Zhang Ping mengangguk, “Baiklah, kalau begitu mari kita lihat. Aku sudah lama tidak ke sana. Aku juga penasaran bagaimana keadaannya sekarang.”
“Ayah telah menggabungkan dua galangan kapal lagi dalam beberapa tahun terakhir. Sekarang, Galangan Kapal Milkyway bisa menempati peringkat tiga besar dalam pembuatan kapal dalam hal skala dan kekuatan di Kota Jinhai dan lima besar di Kabupaten Jinyun. Sekarang, galangan kapal kami terutama membangun kapal penangkap ikan lepas pantai dengan berat 500 ton hingga 2000 ton, kapal penumpang kelas Yuanjiang, dan kapal perusak cepat yang telah kami menangkan tendernya dari angkatan laut Kabupaten Jinyun. Ayah sangat ambisius sehingga beliau bersiap untuk memulai program kapal penangkap ikan pelagis 10.000 ton tahun depan dan secara resmi mendorong Galangan Kapal Milkyway ke jajaran produsen kapal 10.000 ton!”

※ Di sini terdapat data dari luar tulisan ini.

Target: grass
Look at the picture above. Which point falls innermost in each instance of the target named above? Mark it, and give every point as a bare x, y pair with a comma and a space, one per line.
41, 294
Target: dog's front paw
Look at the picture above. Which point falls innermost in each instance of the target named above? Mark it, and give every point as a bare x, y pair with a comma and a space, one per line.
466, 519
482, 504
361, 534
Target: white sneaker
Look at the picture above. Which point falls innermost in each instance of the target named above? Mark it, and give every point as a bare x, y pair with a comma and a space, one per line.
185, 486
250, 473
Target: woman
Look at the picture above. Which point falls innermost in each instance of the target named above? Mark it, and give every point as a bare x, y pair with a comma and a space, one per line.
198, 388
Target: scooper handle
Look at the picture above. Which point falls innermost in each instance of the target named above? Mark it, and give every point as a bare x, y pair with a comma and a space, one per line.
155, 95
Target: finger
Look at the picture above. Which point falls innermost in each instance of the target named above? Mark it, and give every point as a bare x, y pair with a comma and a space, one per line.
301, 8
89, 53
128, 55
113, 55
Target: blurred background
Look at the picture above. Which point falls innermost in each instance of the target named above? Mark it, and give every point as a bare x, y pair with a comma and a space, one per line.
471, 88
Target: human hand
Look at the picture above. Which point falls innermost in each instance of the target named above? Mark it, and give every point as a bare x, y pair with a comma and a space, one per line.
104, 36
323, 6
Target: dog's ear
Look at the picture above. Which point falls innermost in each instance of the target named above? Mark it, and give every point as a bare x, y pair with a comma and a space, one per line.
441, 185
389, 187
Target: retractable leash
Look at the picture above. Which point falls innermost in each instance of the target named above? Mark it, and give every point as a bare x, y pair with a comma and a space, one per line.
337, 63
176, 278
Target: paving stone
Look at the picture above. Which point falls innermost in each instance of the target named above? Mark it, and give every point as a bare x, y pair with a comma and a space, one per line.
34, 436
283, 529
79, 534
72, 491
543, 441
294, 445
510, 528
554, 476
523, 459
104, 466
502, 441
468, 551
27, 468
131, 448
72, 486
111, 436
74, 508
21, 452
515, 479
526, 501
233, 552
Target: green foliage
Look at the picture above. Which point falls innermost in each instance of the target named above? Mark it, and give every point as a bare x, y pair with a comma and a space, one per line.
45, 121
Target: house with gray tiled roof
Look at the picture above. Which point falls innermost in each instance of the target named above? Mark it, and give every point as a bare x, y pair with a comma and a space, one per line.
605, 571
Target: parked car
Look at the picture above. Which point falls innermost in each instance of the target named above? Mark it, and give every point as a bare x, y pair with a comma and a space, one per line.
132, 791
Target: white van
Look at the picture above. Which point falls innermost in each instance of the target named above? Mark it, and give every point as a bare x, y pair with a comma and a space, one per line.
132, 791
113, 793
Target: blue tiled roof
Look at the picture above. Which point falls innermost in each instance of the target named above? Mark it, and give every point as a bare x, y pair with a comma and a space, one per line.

“Galangan kapal kami yang lama tidak mampu memproduksi kapal penangkap ikan pelagis berkapasitas 10.000 ton. Apakah galangan kapal baru sedang dibangun?”
“Akan selesai dalam dua bulan. Karena galangan kapal kami yang lama berawal dari pembuatan kapal penangkap ikan, kami memiliki banyak aset selama beberapa tahun terakhir, kami juga mampu membangun kapal penangkap ikan pelagis berkapasitas 10.000 ton!” ”
Karena pelayaran pelagis adalah industri berisiko tinggi dan berkeuntungan tinggi, kapal yang disesuaikan untuk pelayaran pelagis diproduksi sesuai pesanan, yang menuntut persyaratan yang sangat ketat dalam berbagai aspek. Galangan kapal baru kami belum selesai, bagaimana kami bisa menerima pesanan?” Ayah Zhang Tie sedikit terkejut.
“Pesanan itu datang dari klan Zhang kami. Saya juga merasa aneh tentang itu. Tahun lalu, Grup Bisnis Changfeng, Perusahaan Perikanan Pelagis, dan Perusahaan Kapal Uap Pelagis di bawah afiliasi klan Zhang hampir meluncurkan beberapa rencana pengembangan secara bersamaan, yang meningkatkan permintaan kapal penangkap ikan pelagis 10.000 ton, kapal penumpang pelagis, dan kapal kargo pelagis beberapa kali lipat. Itu terlihat sangat gegabah dan agak tidak masuk akal. Saya tidak tahu bagaimana mereka bisa begitu percaya diri. Yang lebih tidak masuk akal adalah rencana mereka telah disetujui oleh dewan klan Zhang dari Istana Huaiyuan. Modal pertama untuk merenovasi Galangan Kapal Milkyway adalah pinjaman tanpa bunga yang disediakan oleh Bank Huaiyuan. Adapun pesanan yang dikirim oleh Perusahaan Perikanan Pelagis, selama kapal penangkap ikan pelagis 10.000 ton pertama dipasangi lunasnya, Bank Huaiyuan akan membayar di muka 40% dari biaya pembuatan kapal untuk Perusahaan Pelagis. Ini perlakuan istimewa yang luar biasa. Di Kota Jinhai, selain galangan kapal kami, semua yang lain “Galangan kapal juga menerima pesanan serupa.”
Mendengar percakapan antara ayah dan paman tertua, Zhang Tie dan Zhang Yang yang duduk di belakang mobil saling bertukar pandang dengan takjub. Tak satu pun dari mereka pernah membayangkan bahwa ayah mereka lahir di klan yang begitu hebat, yang galangan kapalnya berada di peringkat tiga teratas di Kota Jinhai dan lima teratas di Kabupaten Jinyun. Kedengarannya luar biasa.